Runtime filesystem consistency checking

Posted Apr 3, 2012 17:13 UTC (Tue) by nybble41 (subscriber, #55106)
Parent article: Runtime filesystem consistency checking

> Many of the inconsistencies that Recon found and fsck didn't were changes to unallocated data, which are not important from a consistency standpoint, but still should not be changed in a correctly operating filesystem.

That may be true of ext3, but in general there are a few reasons why one might want to write to space which has not been allocated *on disk*. Atomic updates come to mind: reserve space in memory, write the new data, and finally--after the data has been committed--reserve it on disk and update the metadata. Online defragmentation or resizing could be implemented this way as well. Unallocated data is "don't care"; it shouldn't be a problem to change it even if the reason for the change is not yet apparent.

This also seems to introduce a second point of failure; the system can cease to function due to a filesystem bug, as before, or due to a bug in Recon which unnecessarily blocks access to the filesystem. That risk would have to be weighed against the cost of filesystem corruption in the absence of Recon, of course.
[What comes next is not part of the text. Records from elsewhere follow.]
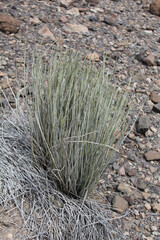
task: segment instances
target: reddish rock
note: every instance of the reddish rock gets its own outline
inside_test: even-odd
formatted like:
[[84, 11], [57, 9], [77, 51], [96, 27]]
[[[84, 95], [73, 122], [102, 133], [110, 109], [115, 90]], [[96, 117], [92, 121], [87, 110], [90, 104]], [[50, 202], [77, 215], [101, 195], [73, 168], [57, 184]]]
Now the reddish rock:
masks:
[[88, 28], [82, 24], [67, 23], [64, 26], [64, 31], [70, 32], [70, 33], [85, 34], [85, 33], [88, 33]]
[[60, 0], [60, 5], [62, 7], [68, 8], [69, 6], [72, 5], [73, 2], [74, 0]]
[[95, 5], [95, 4], [98, 4], [100, 0], [86, 0], [86, 2]]
[[147, 161], [160, 160], [160, 152], [157, 151], [149, 151], [145, 153], [144, 156]]
[[139, 119], [138, 119], [138, 123], [137, 123], [137, 131], [139, 133], [145, 133], [148, 131], [149, 129], [149, 119], [147, 116], [141, 116]]
[[160, 213], [160, 203], [154, 203], [152, 209], [154, 212]]
[[154, 103], [158, 103], [158, 102], [160, 102], [160, 95], [158, 95], [155, 92], [152, 92], [150, 95], [150, 100]]
[[129, 177], [136, 175], [136, 169], [126, 169], [126, 173]]
[[149, 6], [149, 11], [154, 15], [160, 16], [160, 0], [153, 0]]
[[50, 38], [51, 40], [55, 41], [55, 37], [53, 36], [53, 33], [49, 30], [48, 27], [44, 26], [42, 27], [38, 33], [42, 35], [45, 38]]
[[119, 195], [116, 195], [112, 201], [113, 210], [118, 213], [124, 213], [128, 208], [128, 202]]
[[160, 113], [160, 102], [157, 103], [157, 104], [154, 104], [153, 111]]
[[126, 175], [124, 166], [121, 166], [121, 167], [119, 168], [118, 174], [119, 174], [120, 176], [125, 176], [125, 175]]
[[147, 57], [143, 58], [143, 63], [147, 66], [156, 66], [155, 56], [151, 53]]
[[98, 53], [89, 53], [87, 55], [87, 59], [91, 60], [91, 61], [95, 61], [95, 62], [99, 62], [99, 60], [100, 60]]
[[19, 22], [7, 13], [0, 14], [0, 31], [5, 33], [17, 33], [19, 30]]

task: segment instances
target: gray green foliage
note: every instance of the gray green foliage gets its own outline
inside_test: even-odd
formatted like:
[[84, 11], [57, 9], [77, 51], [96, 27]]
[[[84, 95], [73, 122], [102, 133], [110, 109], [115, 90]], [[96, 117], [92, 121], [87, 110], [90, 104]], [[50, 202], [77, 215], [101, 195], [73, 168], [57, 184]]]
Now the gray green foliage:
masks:
[[96, 66], [74, 53], [42, 54], [32, 65], [33, 152], [58, 188], [86, 197], [121, 144], [128, 97]]

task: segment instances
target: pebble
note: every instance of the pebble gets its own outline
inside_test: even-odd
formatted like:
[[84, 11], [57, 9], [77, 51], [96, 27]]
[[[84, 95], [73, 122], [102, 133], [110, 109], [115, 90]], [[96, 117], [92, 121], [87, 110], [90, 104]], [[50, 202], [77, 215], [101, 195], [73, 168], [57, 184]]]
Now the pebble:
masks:
[[113, 210], [118, 213], [124, 213], [128, 208], [128, 202], [119, 195], [116, 195], [112, 201]]
[[154, 104], [153, 111], [157, 112], [157, 113], [160, 113], [160, 102], [157, 103], [157, 104]]
[[129, 195], [133, 193], [131, 187], [129, 185], [127, 185], [126, 183], [120, 183], [118, 185], [117, 189], [118, 189], [118, 191], [127, 193]]
[[149, 204], [149, 203], [145, 203], [145, 208], [147, 209], [147, 210], [151, 210], [151, 205]]
[[149, 151], [144, 154], [147, 161], [160, 160], [160, 152]]
[[139, 133], [145, 133], [150, 127], [148, 116], [142, 116], [139, 118], [137, 123], [137, 131]]

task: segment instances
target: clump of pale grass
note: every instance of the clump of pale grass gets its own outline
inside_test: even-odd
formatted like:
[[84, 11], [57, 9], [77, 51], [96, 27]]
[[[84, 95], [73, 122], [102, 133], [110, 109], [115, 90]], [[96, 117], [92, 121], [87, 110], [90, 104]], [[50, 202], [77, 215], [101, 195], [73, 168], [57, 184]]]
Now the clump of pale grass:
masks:
[[[128, 96], [78, 54], [42, 54], [32, 65], [33, 151], [58, 188], [85, 197], [124, 139]], [[35, 159], [36, 161], [36, 159]]]
[[[0, 236], [15, 226], [18, 240], [124, 239], [110, 223], [105, 205], [71, 199], [58, 191], [46, 170], [35, 165], [30, 137], [23, 112], [14, 112], [0, 127], [0, 221], [4, 224]], [[16, 214], [21, 225], [14, 220]]]
[[123, 141], [128, 115], [127, 95], [104, 69], [76, 54], [56, 54], [48, 65], [34, 56], [33, 104], [0, 127], [0, 217], [18, 209], [16, 238], [125, 239], [106, 206], [86, 200]]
Runtime filesystem consistency checking

Posted Apr 3, 2012 19:58 UTC (Tue) by NAR (subscriber, #1313) [Link] (2 responses)

This also seems to introduce a second point of failure

This was my first thought too. They are using code to check code, which is kind of like automated tests. In my experience tests are wrong about as many times as the code itself (but this could be due to our fragile test environment), so it's one more thing to get right. On the other hand if Recon is changed a lot fewer times than the filesystem code itself, then Recon can reach sufficient maturity to be actually useful.
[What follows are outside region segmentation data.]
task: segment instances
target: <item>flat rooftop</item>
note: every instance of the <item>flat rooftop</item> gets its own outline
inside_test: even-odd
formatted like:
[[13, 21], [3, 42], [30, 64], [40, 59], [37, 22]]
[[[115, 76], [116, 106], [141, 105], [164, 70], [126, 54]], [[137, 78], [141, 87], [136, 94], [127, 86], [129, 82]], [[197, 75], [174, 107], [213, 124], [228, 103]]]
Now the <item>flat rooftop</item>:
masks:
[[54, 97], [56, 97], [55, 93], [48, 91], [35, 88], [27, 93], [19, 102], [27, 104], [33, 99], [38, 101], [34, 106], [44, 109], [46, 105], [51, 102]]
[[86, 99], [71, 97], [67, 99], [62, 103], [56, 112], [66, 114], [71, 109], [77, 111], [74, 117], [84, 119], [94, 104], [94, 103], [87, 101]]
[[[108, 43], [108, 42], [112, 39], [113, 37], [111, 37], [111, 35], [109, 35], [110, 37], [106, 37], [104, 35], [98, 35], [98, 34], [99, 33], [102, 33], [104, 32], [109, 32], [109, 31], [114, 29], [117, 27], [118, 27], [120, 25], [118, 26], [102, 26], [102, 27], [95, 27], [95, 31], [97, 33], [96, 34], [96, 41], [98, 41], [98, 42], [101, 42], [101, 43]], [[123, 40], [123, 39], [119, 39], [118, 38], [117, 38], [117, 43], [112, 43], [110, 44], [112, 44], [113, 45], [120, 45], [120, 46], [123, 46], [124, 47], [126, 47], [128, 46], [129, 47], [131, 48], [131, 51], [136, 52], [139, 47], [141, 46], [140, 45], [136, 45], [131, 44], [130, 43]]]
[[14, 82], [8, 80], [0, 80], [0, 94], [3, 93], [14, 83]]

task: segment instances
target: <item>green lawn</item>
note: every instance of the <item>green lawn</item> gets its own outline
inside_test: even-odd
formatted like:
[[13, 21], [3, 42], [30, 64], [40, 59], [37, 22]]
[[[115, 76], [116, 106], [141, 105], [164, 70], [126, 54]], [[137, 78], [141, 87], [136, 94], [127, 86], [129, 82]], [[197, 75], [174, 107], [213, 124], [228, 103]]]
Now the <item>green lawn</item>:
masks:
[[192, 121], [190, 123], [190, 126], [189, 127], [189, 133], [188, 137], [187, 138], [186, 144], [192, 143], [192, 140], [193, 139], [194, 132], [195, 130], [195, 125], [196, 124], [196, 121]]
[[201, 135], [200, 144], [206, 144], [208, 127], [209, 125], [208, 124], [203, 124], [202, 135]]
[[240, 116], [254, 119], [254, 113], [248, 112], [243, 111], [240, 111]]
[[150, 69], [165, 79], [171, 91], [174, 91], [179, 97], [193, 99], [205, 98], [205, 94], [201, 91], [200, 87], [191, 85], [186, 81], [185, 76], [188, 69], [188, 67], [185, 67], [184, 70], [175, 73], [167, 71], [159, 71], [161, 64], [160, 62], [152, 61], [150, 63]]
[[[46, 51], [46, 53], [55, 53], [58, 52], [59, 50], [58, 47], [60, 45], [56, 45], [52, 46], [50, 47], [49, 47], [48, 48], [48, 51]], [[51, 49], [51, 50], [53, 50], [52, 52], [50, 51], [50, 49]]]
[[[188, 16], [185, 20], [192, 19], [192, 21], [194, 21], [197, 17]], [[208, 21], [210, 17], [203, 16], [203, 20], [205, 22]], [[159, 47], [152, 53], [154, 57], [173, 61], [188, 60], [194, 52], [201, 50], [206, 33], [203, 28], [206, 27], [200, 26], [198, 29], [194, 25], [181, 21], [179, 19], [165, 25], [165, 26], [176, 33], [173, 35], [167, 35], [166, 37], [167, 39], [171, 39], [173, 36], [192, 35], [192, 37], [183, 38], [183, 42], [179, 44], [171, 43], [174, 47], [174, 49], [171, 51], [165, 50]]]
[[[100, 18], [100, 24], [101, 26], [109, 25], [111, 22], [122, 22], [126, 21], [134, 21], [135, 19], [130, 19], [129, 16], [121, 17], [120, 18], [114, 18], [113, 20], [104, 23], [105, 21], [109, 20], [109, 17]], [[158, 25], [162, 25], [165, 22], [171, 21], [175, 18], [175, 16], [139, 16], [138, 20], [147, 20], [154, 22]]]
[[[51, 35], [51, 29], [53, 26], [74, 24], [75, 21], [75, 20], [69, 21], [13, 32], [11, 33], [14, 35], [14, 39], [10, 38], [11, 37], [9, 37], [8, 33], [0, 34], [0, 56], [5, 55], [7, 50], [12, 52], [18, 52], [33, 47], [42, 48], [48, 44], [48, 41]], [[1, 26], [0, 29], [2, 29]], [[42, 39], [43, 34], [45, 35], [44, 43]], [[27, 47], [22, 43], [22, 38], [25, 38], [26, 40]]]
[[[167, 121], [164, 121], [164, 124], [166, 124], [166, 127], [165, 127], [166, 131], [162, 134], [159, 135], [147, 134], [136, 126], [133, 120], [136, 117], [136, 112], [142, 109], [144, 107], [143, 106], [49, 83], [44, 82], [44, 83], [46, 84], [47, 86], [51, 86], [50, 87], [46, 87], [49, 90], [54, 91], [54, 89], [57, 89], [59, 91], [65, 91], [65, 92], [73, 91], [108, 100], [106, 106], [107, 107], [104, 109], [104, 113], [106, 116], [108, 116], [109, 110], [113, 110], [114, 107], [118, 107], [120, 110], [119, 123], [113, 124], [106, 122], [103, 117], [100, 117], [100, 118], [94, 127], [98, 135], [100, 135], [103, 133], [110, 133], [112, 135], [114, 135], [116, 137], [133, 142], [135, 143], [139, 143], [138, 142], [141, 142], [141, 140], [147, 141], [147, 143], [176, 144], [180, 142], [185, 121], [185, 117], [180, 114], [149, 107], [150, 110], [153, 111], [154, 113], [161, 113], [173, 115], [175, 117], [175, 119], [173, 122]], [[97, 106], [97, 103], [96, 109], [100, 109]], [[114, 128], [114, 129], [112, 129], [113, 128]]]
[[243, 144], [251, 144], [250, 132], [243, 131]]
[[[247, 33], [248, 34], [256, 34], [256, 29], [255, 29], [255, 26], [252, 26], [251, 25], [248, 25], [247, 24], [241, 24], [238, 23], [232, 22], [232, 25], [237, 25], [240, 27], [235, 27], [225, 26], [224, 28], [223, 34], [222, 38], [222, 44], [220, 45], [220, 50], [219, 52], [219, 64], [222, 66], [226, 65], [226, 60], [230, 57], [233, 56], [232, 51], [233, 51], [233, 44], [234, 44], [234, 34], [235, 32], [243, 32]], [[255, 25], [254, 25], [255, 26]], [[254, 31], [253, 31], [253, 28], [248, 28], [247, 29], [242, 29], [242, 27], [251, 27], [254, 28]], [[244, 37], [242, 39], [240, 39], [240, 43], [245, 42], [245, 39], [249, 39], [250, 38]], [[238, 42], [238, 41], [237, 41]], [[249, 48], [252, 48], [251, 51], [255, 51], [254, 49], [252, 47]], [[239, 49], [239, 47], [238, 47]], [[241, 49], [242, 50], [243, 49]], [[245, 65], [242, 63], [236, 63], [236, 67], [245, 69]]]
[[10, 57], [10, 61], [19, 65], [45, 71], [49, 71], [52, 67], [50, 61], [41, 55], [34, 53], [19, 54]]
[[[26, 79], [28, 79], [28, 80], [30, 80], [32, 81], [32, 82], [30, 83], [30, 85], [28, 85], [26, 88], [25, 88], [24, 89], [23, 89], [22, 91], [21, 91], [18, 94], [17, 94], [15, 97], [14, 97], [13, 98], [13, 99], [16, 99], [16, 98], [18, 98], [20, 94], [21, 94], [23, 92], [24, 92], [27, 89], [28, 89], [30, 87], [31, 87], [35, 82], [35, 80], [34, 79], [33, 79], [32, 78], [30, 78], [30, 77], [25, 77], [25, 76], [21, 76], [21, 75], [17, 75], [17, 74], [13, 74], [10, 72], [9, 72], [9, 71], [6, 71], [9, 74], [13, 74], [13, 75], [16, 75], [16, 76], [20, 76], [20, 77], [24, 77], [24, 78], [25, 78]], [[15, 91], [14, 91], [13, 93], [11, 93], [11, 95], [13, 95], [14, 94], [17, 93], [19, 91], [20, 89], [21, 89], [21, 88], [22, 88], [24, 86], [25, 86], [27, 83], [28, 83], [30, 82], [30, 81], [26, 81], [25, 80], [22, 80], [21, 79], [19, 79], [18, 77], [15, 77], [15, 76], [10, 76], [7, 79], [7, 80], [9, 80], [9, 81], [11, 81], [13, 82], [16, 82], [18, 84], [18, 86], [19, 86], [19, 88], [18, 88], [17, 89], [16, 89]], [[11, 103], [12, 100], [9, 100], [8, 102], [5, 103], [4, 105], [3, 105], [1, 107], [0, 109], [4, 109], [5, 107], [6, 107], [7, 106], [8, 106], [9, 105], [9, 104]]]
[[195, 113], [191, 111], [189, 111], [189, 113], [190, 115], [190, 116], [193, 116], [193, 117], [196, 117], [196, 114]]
Runtime filesystem consistency checking

Posted Apr 3, 2012 23:28 UTC (Tue) by neilbrown (subscriber, #359) [Link]

It reminds me a lot of lockdep.

lockdep is brilliant for developers as it warns you early of your bugs, just as this 'recon' would warn ext3 developers of their bugs.
But lockdep used to report lots of false positives - this has got a lot better over the years though.

I'm not sure I'd enable lockdep or recon in production though. There is a real cost, and it is not at all likely to help more than it hurts.

Runtime filesystem consistency checking

Posted Apr 4, 2012 13:10 UTC (Wed) by ashvin (guest, #83894) [Link]

We expect that Recon will initially be used mainly for development. As it matures, it could be deployed in production use. The need to change it over time should be comparable to the need to change fsck.

Runtime filesystem consistency checking

Posted Apr 4, 2012 13:07 UTC (Wed) by ashvin (guest, #83894) [Link] (1 responses)

We do handle "unallocated" writes due to shadow paging (e.g., copy-on-write on btrfs) where metadata is written to unallocated regions and then linked to the file-system on commit. We find this linkage at commit point and will not report an error. We haven't worked with online resizing but I suspect the handling should be similar on commit. Writing to unallocated data to which there is no linkage at commit seems suspect: how would the file system know that data is useful in anyway after a crash?

Runtime filesystem consistency checking

Posted Apr 4, 2012 15:30 UTC (Wed) by nybble41 (subscriber, #55106) [Link]

> Writing to unallocated data to which there is no linkage at commit seems suspect: how would the file system know that data is useful in anyway after a crash?

The data would not be useful after a crash; up to the point where the allocation is recorded on disk, there are no references to it, and it can simply revert to unallocated space, canceling the incomplete "transaction".